Testing ChatGPT 4.5

On this glorious day of Turing Award presentation to two reinforcement learning nerds, I went back to some of ChatGPT’s failures, feeding the same prompts to the 4.5 version of our future robot overlord.

December 21, 2024: ChatGPT tries to figure out time zones; Today: correct answer!

December 14, 2024: LLM failure on a simple question (“What are examples of museums named after two people with different last names?”) Today: failure once again.

August 2024: ChatGPT 4o tackles the challenge of AC ducts sweating in an attic; Today: complete failure. It concludes that if you put 50-degree air inside an R-30-insulated duct in a warm attic, the outside of the duct will be at 50.8 degrees F and, therefore, the duct will sweat.

The latest version of ChatGPT thinks that pit bulls are, in general, more dangerous than golden retrievers. But it adds an “important nuance”:

Individual temperament, training, socialization, and responsible ownership significantly impact dog behavior.

I followed up with

You’re saying, then, that your chances of being killed by your pet golden retriever are low, but never zero?

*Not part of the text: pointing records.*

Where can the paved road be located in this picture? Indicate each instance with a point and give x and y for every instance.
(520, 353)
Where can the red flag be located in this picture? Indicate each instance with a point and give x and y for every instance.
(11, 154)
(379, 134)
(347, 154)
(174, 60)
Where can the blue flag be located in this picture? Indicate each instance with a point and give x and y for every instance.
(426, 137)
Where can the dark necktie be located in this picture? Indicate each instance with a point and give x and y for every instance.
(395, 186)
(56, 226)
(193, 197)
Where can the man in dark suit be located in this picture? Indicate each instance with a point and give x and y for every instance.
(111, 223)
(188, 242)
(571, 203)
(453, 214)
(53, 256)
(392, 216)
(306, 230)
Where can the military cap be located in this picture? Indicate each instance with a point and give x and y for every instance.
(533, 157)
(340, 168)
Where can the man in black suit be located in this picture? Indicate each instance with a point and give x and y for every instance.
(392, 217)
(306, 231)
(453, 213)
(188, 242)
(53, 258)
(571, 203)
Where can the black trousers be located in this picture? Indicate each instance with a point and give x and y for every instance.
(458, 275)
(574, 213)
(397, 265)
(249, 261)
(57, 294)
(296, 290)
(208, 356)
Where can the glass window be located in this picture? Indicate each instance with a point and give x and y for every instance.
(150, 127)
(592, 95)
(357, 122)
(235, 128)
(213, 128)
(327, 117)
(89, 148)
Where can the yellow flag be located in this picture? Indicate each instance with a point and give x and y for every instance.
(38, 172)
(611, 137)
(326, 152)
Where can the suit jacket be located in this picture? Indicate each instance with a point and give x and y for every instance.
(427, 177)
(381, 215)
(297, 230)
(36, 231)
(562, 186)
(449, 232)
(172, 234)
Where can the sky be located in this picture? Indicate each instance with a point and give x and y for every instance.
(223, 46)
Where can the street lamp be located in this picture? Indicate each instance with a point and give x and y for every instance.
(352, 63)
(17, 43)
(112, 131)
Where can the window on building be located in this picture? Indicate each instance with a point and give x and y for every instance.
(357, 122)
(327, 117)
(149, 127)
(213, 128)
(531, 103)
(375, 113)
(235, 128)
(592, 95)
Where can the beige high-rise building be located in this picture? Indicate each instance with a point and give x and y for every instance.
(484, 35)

and ChatGPT agreed, highlighting “but never zero”. Asked for an example, ChatGPT claimed “A notable fatal incident involving a Golden Retriever occurred in 2012, when an 8-month-old infant in South Carolina was tragically killed by a Golden Retriever.” I found the story:

… found dead in his family’s mobile home …. The baby was in a swing when Lucky, a golden retriever-Labrador mix, bit the child several times and tore off his legs, authorities said. The child’s father, Quintin, was in the home at the time, police said. He was in another room asleep with the family’s 3-year-old and their other dog. The baby was discovered when his mother, Chantel, came home after taking their seven-year-old to a doctor’s appointment, The Post and Courier reported.

Here’s a photo of what a Goldador is supposed to look like:

Based on this photo, I’m not convinced that the mostly peaceful animal is a golden-lab, though a lot of puppies do love to bit arms, hands, legs, and feet!

Let’s try some image generation… “generate a picture of failed flying machine design circa 1900 based on the principle of wing flapping”

This can be considered a fail due to the apparent rigidity of the structure.

3 thoughts on “Testing ChatGPT 4.5

  1. The response from ChatGPT regarding the “flying machine” is a success. It didn’t include any people of color.

  2. Out of curiosity I tried “What are examples of museums named after two people with different last names?” and a few models got accurate results: Grok with “think” selected got 2 , Gemini 2 models got 2, OpenAI’s o3-mini-high got 2, OpenAIs o1 model got 5, Claude 3.7 using extended thinking got 7 and DeepSeek with both “DeepThink” and “search” selected got 12. I didn’t waste an OpenAI “Deep Research” test on it, and Gemini’s “Deep Research” is only a 1.5 model and the results weren’t accurate.